Puis direction le . F lui-même enceint d’une autre palissade qui délimite, elle, le camp de base du chantier de construction du futur bâtiment de CentraleSupélec. A lire les visages des visiteurs du jour, c’est le scepticisme qui semble dominer de prime abord. Une fois à l’intérieur, en revanche, l’effet waouh se produit : on sort qui son appareil photo, qui son smartphone pour immortaliser l’instant et, surtout, accumuler les points de vue. Les questions commencent à fuser sans attendre le temps d’échange prévu dans l’amphithéâtre du rez-de-chaussée : sur la programmation, le niveau de réhabilitation à envisager au plan énergétique (conçu avant le premier choc pétrolier, le .F est encore énergivore…), sur les risques de présence d’amiante (une présence avérée par des diagnostics dont on peut d’ailleurs voir les traces sur le plafond perforé de la salle de restauration…), etc.
Naturellement, Lise Mesliand s’est bien gardée de livrer sa propre vision ou ne serait-ce qu’une programmation. « Le bâtiment a tant de spécificités qu’on ne peut en imaginer une sans risquer de figer les choses. La programmation dépendra donc des conditions de transformation elles-mêmes. Le schéma classique (programmation, évaluation et proposition) n’est pas adapté. Le . F oblige à travailler autrement. »

Un modèle économique à inventer

Bref, les candidats ont quasi carte blanche : tout est envisageable (utiliser tout ou partie des bâtiments, le/les ouvrir vers les espaces publics des alentours, voire ajouter une extension) moyennant la prise en compte des exigences rappelées dans l’appel à projet.
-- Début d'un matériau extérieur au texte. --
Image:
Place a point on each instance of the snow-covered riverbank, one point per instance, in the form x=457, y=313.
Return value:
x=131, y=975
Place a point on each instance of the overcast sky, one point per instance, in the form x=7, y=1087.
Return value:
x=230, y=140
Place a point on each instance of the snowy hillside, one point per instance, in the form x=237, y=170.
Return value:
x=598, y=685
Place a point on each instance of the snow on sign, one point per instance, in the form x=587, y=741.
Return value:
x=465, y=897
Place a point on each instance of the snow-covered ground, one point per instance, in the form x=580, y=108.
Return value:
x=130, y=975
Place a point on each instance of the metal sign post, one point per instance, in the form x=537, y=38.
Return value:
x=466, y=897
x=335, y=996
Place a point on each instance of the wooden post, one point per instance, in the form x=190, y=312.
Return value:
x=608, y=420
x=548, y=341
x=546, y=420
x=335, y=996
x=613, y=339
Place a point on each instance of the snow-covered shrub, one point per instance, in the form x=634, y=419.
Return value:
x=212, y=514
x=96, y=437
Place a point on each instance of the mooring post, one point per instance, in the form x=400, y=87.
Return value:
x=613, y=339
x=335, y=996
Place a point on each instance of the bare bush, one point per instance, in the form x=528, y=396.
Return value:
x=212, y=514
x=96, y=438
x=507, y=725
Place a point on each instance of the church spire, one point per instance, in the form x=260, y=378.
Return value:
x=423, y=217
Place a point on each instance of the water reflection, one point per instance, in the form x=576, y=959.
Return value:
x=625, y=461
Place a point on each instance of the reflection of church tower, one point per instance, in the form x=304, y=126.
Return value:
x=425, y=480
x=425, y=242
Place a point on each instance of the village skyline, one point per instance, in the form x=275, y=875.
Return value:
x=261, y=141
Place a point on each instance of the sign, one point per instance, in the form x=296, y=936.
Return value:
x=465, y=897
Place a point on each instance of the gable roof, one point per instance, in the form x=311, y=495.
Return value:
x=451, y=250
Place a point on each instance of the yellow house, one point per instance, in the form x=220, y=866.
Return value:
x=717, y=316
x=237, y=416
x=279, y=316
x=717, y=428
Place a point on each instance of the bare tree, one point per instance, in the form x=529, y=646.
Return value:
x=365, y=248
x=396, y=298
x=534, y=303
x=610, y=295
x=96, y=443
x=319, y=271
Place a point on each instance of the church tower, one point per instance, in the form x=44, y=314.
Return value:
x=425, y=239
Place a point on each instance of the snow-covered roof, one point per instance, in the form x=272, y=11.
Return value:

A savoir : proposer des usages au service des différents publics du quartier (les étudiants, les habitants, les chercheurs, les salariés) ; faire du futur . F un lieu représentatif de la démarche d’innovation de Paris-Saclay ; accompagner la transformation du quartier de Moulon ; valoriser son environnement végétal, particulièrement riche, il est vrai.
Pas de contraintes particulières, en revanche, au plan énergétique. « Compte tenu de l’existant, il ne s’agit pas de s’inscrire dans une démarche de rénovation répondant aux réglementations les plus exigeantes en la matière » précise Lise Mesliand. La transformation de l’ensemble n’en a pas moins l’allure d’un défi. Comme le résume un visiteur : « La programmation initiale a donné des choses de qualité, mais difficiles à transformer. »
Sauf justement à prendre en compte l’emplacement, comme le suggère Lise Mesliand, pour mieux privilégier une logique de mutualisation. Dès lors, et en réponse à la question d’un des architectes présents, chercher à en faire un équipement culturel n’est pas forcément une option pertinente. En plus de compter déjà de tels équipements, le plateau de Saclay et ses vallées recèlent d’acteurs rompus à l’organisation d’événements et de manifestations hors-les-murs qui, à défaut d’être « culturels » stricto-sensu sont tournés vers le dialogue arts et sciences (on pense à La Diagonale Paris-Saclay, à S[cube], à Sciences Essonne, etc.). Autant d’acteurs que le futur .F pourrait accueillir. A cet égard, rappelons que l’équipe OMA, qui s’était déjà penchée sur l’avenir du site, avait privilégié cette logique de mutualisation, mais principalement au service des étudiants. Aux candidats de dire si elle est envisageable au-delà des établissements d’enseignement supérieur en imaginant en conséquence le modèle économique qui va avec…
Histoire de rappeler que c’est en rapport à son environnement qu’il conviendra de réfléchir à la conversion du . F, Lise Mesliand a souligné que celle-ci se déroulera en parallèle aux études de conception du Parc de Moulon et du Carré des Sciences, qui font actuellement l’objet d’un dialogue compétitif réunissant trois équipes de paysagistes (West 8, In situ, et Atelier Jaqueline Osty et associés).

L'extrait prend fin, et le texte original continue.